Yemen hükümetine ait Safir petrol tankeri Hudeyde’nin kuzeyinde patlamaya hazır bir bomba gibi beklerken taraflar birbirlerini suçlamaya devam ediyor.

İran destekli Husiler, petrol tankerindeki sızıntının yol açabileceği çevre felaketinden Suudi Arabistan liderliğindeki koalisyonu sorumlu tutuyor.

Koalisyonun desteklediği Yemen hükümeti ise Husilerin tankerde bakım ve onarım yapılmasına izin vermediğini söylüyor.

Yaklaşık 44 yıl önce Japonya’da inşa edilen tanker Yemen açıklarında çürüyor.

Sorun şu ki 2015 yılından bu yana Husilerin kontrolünde olan tanker boş değil.

Tankerde 1 milyon varilden fazla ham petrol var.

Su sızıntılarının son olarak Safir’in motor dairesine kadar ulaştığı ve tankerin her an batabileceği ifade ediliyor.

Exxon Valdez isimli petrol tankeri 1989 yılında Alaska’da kayalıklara çarpmış ve tankerden denize sızan petrol büyük bir çevre felaketine yol açmıştı.

Yemen açıklarında beş yıldır çürümekte olan Safir’in batması halinde Alaska’dakinden dört kat büyük bir çevre felaketinin meydana gelebileceği belirtiliyor.

Ayrıca Hudeyde Limanı uzun süre kapalı kalabilir.

Tankerdeki ham petrolün denize boşalması halinde oluşacak kirlilik Aden Körfezi’ne ve Süveyş Kanalı’na kadar ulaşabilir.

Tonlarca balık telef olur ve balıkçılıkla geçinen on binlerce kişi olumsuz etkilenir.

İç savaş ortamında açlıkla ve salgın hastalıklarla boğuşan Yemen halkının yeni bir felakete tahammül edecek gücü yok.

Uzmanlar, tankerin batması ve içindeki ham petrolün denize boşalması halinde temizlik çalışmalarının yıllarca devam edeceğini ve Yemen sahillerinin yeniden eski haline dönebilmesi için en az 30 yıla ihtiyaç duyulacağını bildiriyor.

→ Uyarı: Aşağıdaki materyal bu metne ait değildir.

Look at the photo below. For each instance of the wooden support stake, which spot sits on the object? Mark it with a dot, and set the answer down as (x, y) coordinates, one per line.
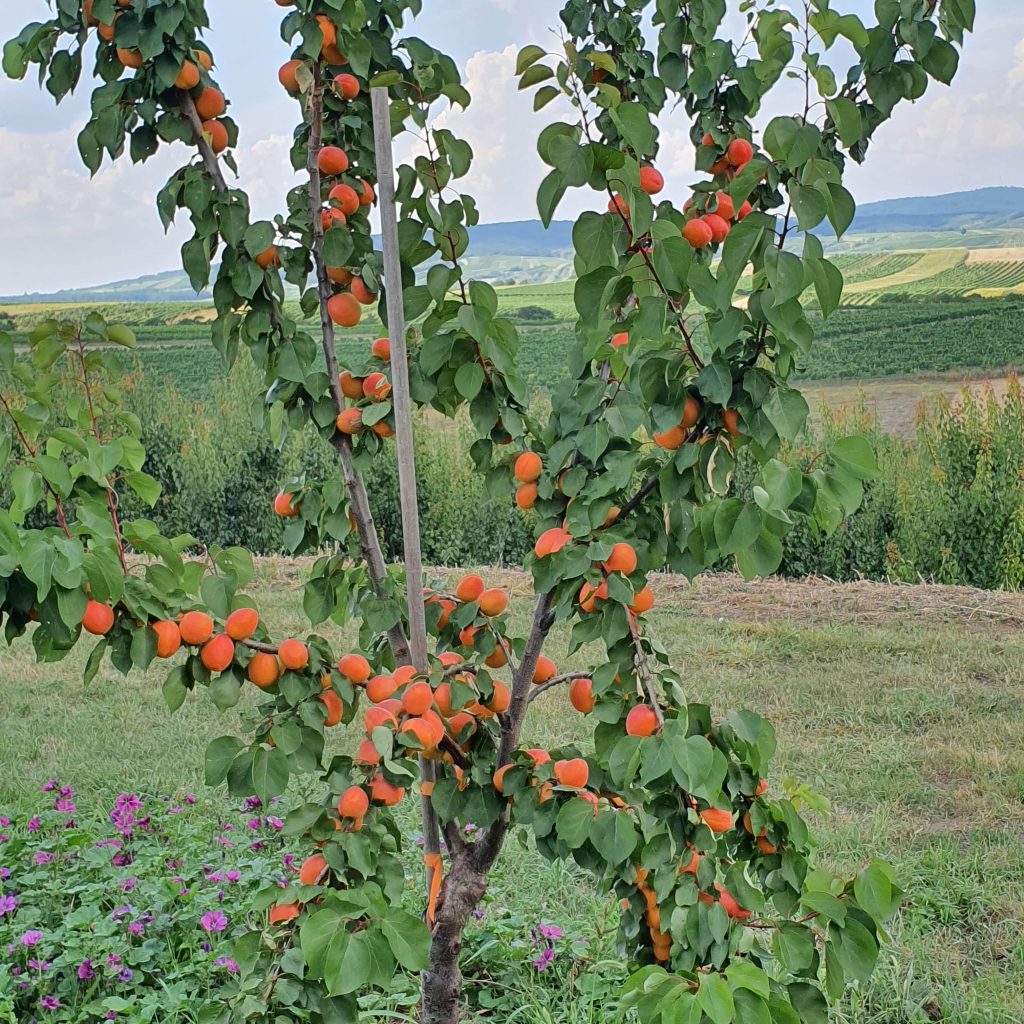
(403, 428)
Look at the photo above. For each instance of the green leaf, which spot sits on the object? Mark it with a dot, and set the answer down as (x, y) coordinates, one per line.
(409, 939)
(613, 835)
(573, 822)
(219, 756)
(270, 772)
(876, 893)
(633, 121)
(469, 379)
(716, 998)
(856, 457)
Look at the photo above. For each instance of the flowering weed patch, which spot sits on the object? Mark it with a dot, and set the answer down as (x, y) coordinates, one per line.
(134, 919)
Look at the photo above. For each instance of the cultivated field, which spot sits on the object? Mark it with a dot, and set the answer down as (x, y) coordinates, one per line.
(905, 706)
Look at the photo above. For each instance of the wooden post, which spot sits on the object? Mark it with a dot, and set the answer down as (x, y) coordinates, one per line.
(403, 429)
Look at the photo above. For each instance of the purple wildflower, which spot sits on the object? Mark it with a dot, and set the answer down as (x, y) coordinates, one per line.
(544, 961)
(213, 921)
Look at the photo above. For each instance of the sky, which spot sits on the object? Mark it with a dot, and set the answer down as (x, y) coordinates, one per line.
(61, 229)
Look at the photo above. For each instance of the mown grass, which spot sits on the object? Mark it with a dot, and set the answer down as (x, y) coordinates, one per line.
(905, 706)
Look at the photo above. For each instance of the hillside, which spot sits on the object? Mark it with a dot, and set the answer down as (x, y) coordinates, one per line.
(521, 252)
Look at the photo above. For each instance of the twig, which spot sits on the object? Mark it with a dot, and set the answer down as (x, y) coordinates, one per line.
(643, 670)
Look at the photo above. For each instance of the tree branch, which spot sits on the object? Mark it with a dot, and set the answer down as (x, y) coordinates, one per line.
(358, 500)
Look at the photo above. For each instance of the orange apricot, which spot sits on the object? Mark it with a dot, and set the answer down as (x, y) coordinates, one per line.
(343, 309)
(354, 668)
(623, 559)
(353, 803)
(196, 627)
(717, 819)
(242, 623)
(312, 869)
(545, 670)
(528, 467)
(641, 721)
(168, 638)
(572, 773)
(582, 695)
(494, 602)
(263, 670)
(332, 161)
(218, 652)
(98, 619)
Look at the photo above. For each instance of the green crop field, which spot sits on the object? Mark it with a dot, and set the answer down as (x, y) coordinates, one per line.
(902, 705)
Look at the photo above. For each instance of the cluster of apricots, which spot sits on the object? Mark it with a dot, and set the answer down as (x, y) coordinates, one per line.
(709, 222)
(367, 391)
(210, 102)
(219, 649)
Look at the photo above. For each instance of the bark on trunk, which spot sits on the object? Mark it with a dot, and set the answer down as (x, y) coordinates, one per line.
(462, 892)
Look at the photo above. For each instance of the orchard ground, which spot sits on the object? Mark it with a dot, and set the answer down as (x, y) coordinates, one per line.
(903, 705)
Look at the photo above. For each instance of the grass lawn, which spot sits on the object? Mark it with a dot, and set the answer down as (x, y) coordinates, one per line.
(904, 706)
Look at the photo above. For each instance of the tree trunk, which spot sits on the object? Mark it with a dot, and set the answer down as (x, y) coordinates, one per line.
(461, 893)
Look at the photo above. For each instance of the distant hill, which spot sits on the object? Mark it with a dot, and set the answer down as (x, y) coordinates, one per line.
(522, 252)
(988, 208)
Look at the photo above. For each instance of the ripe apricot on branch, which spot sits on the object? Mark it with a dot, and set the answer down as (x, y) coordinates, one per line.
(650, 180)
(347, 86)
(353, 803)
(551, 541)
(332, 161)
(98, 619)
(623, 559)
(528, 467)
(294, 654)
(697, 233)
(263, 670)
(210, 103)
(573, 773)
(545, 670)
(718, 820)
(218, 652)
(354, 668)
(349, 421)
(739, 153)
(343, 309)
(196, 627)
(242, 623)
(285, 505)
(582, 695)
(641, 721)
(287, 76)
(494, 602)
(168, 638)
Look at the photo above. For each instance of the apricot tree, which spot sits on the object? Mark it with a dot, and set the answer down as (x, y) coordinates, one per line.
(691, 320)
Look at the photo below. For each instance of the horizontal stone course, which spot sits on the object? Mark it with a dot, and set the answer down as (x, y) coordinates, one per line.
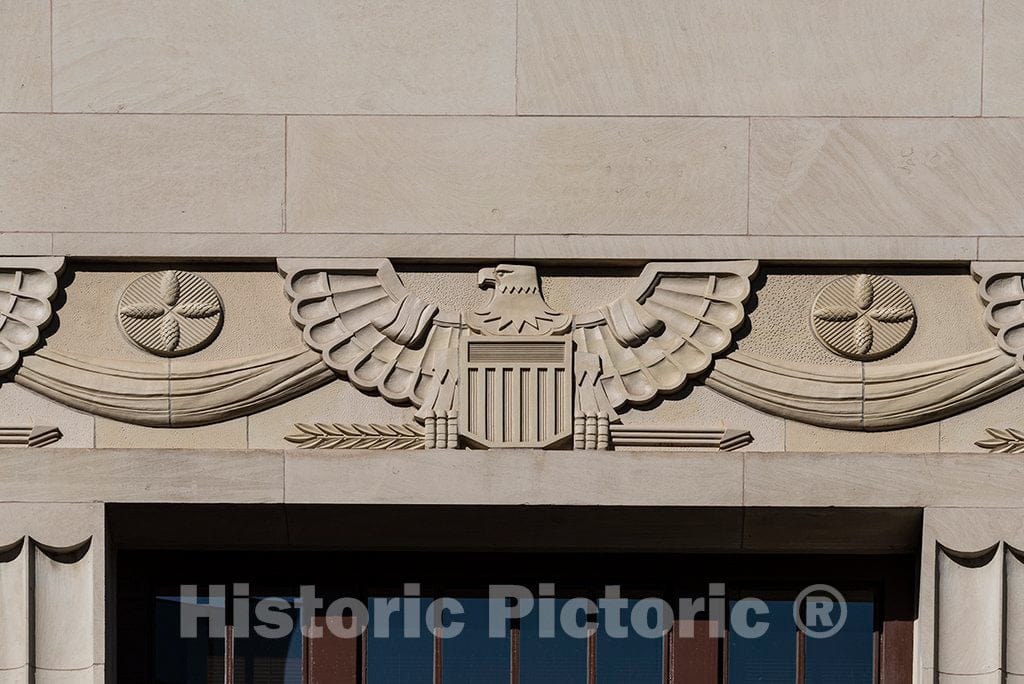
(1004, 95)
(141, 173)
(301, 56)
(887, 176)
(515, 175)
(513, 477)
(869, 57)
(25, 55)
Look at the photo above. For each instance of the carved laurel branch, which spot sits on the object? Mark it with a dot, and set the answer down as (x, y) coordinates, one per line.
(1007, 440)
(339, 435)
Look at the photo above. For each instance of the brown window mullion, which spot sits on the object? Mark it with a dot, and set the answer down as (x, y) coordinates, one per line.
(229, 654)
(515, 652)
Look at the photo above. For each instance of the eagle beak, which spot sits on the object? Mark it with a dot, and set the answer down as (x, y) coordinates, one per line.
(485, 278)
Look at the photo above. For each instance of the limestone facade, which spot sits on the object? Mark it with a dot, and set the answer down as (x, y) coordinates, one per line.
(695, 256)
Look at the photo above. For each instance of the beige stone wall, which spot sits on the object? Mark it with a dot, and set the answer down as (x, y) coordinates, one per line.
(500, 128)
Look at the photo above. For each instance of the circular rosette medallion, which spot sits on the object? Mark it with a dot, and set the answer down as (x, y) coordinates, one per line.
(170, 313)
(862, 316)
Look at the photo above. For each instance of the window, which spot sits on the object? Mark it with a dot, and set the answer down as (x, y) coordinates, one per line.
(577, 633)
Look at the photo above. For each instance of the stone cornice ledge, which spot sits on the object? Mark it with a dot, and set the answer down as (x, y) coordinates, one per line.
(475, 247)
(513, 477)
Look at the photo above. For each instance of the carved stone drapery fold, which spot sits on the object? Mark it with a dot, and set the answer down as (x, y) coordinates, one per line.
(27, 287)
(47, 607)
(872, 398)
(190, 393)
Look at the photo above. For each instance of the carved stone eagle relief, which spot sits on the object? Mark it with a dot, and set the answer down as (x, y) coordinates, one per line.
(516, 372)
(847, 350)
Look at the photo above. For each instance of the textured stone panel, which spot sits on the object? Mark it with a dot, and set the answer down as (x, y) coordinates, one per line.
(870, 57)
(500, 175)
(1004, 57)
(455, 56)
(25, 53)
(141, 173)
(885, 176)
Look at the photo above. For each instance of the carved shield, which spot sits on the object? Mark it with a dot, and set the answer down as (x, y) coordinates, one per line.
(516, 391)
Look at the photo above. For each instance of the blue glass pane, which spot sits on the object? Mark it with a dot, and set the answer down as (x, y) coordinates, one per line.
(770, 657)
(271, 651)
(186, 660)
(395, 657)
(473, 656)
(847, 656)
(550, 655)
(635, 658)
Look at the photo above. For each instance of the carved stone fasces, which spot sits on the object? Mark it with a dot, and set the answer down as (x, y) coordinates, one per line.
(29, 435)
(725, 439)
(27, 289)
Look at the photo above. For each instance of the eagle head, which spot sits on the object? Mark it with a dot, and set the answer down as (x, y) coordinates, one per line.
(516, 307)
(510, 279)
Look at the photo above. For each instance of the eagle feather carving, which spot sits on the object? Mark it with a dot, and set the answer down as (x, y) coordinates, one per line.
(371, 330)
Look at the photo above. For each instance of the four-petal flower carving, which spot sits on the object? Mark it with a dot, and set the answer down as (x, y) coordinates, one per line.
(168, 308)
(865, 314)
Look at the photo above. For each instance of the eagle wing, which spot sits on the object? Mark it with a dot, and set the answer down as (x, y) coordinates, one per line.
(1000, 286)
(27, 289)
(370, 328)
(666, 330)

Yemen hükümeti ve Birleşmiş Milletler’in (BM) olası bir felaketi önlemek için bugüne kadar Husilere yaptığı tüm çağrılar sonuçsuz kaldı.

Husilere söylenen şu:

BM tankerde incelemelerde bulunmak üzere uzmanlar göndersin.

Gerekirse yeterli teknik donanıma sahip bir başka limana çekilsin.

Tankerin bakım ve onarımı yapılsın.

Yükü boşaltılsın.

Fakat Husiler tankeri ellerinden kaçırmamak, taşıdığı ham petrolün satışından gelir elde etmek ve sorunu daha başka konularda pazarlık kartı olarak kullanmak istedikleri için bu talepleri hep reddettiler.

Safir petrol tankeri konusu geçenlerde BM Güvenlik Konseyi’nde ele alındı ve Husilere BM uzmanlarının tankerde incelemede bulunmasına kayıtsız şartsız izin vermeleri çağrısı yapıldı.

Husilerin kendilerinden izinsiz olası bir müdahaleyi önlemek için sahilde aldıkları askeri tedbirlere ek olarak tankerin çevresine mayın döşedikleri öne sürülüyor.

Bakım ve onarım için ayrılan ödeneğe el koyan Husiler, 500 bin varil ham petrol parasını nakit ABD Doları olarak istiyor.

Fakat tek dertleri tankerdeki ham petrolü satıp parasını almak değil.

Sorunun çözümüne izin vermek için Hudeyde Limanı’ndaki hükümet güçlerinin çekilmesi ve Sana Havaalanı’nın açılması gibi başka talepleri de var.

İran uçaklarının ve gemilerinin Yemen’e rahatlıkla ulaşmasını ve böylece silah nakliyatının daha kolay yapılmasını istiyorlar.

Felaket ihtimaline rağmen uluslararası toplumun Husilerin şantajına oldukça hoşgörülü yaklaşması ise dikkat çekici.